Bu anlamda, Rachlin'in teorisi, önerileri “proaktif davranışçılık” olarak bilinen Edward Tolman ya da insanların kendi kendini düzenleme süreçleri yoluyla kendi davranışlarını kontrol edebildiklerini doğrulayan Albert Bandura gibi yazarların katkılarıyla ilgili olabilir. Kendini gözlemleme veya kendi kendini pekiştirmeyi içeren).

Gönüllü davranış, kendini kontrol etme ve özgür irade

Skinner'ın sadece çevresel uyaranların manipülasyonu yoluyla davranışını tahmin etmeye çalışan radikal davranışçılığının popülerleşmesiyle birlikte, eski serbest soru bilimsel psikolojide merkezi hale gelecektir.. Rachlin'e göre, bir davranışın gönüllü olup olmadığını belirlemek, sosyal açıdan temel bir kavramdır..

Bu yazar, çoğu insanın gönüllü olarak gördüğü eylemlerin çevresel faktörler tarafından da motive edildiğini, ancak bunun diğer davranış türlerine göre daha az açık olduğunu onaylar. Bu noktada, Rachlin’in uzun vadede düşünmeye karşı koyacak bireysel kapasiteyi tanımladığı kişisel kontrol kavramı ortaya konulmuştur..

Rachlin'e göre, öz kontrolü iyi olan insanlar için, davranışın amacı her zaman mevcut bir ihtiyacı karşılamak değil, aynı zamanda uzun vadeli cezaların güçlendirilmesini veya önlenmesini de isteyebilir. Gecikmeli sonuçlara ve geleceğin vizyonuna olan bu ilgi, teleolojik davranışçılığın en karakteristik yönlerinden bir diğeridir..

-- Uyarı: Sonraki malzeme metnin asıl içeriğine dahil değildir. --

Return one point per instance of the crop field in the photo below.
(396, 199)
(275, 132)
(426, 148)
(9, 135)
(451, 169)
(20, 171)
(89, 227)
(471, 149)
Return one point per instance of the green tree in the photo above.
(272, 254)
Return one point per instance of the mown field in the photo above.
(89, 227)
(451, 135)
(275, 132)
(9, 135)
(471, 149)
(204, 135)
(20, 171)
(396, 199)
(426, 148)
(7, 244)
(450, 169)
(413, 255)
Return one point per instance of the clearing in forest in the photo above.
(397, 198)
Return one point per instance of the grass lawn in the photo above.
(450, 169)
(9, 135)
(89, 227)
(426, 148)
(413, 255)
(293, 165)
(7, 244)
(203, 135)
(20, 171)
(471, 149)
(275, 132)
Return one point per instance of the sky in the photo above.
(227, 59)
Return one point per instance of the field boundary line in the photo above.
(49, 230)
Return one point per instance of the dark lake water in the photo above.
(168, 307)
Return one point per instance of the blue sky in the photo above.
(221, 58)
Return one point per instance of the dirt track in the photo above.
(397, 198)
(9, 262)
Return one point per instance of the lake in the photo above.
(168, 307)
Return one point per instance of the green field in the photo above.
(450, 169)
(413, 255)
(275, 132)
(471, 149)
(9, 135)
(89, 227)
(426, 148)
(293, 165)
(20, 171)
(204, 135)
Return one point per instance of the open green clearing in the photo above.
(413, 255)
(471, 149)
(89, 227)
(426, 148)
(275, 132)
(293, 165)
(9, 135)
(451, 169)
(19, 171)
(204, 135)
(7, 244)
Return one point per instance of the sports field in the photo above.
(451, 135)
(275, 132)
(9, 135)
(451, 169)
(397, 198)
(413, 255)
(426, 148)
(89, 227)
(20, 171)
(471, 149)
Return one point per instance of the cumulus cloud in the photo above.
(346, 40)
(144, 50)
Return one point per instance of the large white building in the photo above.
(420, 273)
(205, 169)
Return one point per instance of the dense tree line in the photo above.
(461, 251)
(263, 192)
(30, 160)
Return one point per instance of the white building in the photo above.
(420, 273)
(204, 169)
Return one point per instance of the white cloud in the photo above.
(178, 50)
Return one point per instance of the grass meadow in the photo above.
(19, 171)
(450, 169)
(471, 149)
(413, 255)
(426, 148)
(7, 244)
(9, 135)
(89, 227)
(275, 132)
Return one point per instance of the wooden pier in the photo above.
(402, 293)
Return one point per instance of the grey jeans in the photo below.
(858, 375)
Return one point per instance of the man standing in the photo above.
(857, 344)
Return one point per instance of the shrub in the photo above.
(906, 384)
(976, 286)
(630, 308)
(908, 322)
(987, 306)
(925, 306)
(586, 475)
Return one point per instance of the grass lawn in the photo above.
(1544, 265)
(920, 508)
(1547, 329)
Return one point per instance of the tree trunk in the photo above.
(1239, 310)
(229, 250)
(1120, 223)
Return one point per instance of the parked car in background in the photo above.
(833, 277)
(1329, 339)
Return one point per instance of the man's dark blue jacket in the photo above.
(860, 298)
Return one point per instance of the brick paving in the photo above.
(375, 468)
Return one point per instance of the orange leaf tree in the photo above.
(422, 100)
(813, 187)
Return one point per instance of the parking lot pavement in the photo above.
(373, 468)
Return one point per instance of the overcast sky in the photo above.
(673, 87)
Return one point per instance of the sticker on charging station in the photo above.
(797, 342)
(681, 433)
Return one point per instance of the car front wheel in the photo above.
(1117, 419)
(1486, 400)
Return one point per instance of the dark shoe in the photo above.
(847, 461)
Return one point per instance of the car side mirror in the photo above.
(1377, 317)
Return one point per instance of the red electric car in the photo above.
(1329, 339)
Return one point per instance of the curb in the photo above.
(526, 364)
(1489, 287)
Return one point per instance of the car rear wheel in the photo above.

Kendi kendini kontrol etme yeteneği, eğitilebilecek bir yetenek olarak anlaşılır; Rachlin, bir kişinin onu yeterince geliştirip geliştirmediği gerçeğinin, davranışlarını uzun vadeli memnuniyete dayalı olarak yönlendirmeye yönelik çabalarının tutarlılığına bağlı olduğunu ve anında memnuniyetsizliğe dayandığını ileri sürer. Bu, bağımlılık gibi problemlere uygulanabilir.

Rachlin teorisinin eleştirileri

Rachlin'in teleolojik davranışı, özgür iradenin tanımını yalnızca bağlama dayanan bir sosyal yapı olduğunu savunuyor. Bu yaklaşım görelilik niteliği nedeniyle eleştirildi..

MPek çok davranışçı Rachlin'in katkılarının bu disiplinin izlemesi gereken yoldan saptığına inanıyor. Özellikle eleştirilen bir yön, bazılarının kendi kendine yardım psikolojisi olgusuyla eşit olan kendi kendini kontrol etmeye odaklanması, ekonomik yararı açık bir şekilde aramaya çalıştığını göz önüne alarak revize edildi..

Bibliyografik referanslar:

  • Rachlin, H. (2000). Kendini kontrol etme bilimi. Cambridge, Massachusetts: Harvard Üniversitesi Yayınları.
  • Rachlin, H. (2007). Teleolojik Davranışçılık Açısından Özgür İrade. Davranış Bilimleri ve Hukuk, 25 (2): 235-250.
  • Rachlin, H. (2013). Teleolojik Davranışçılık Hakkında. Davranış Analisti, 36 (2): 209-222.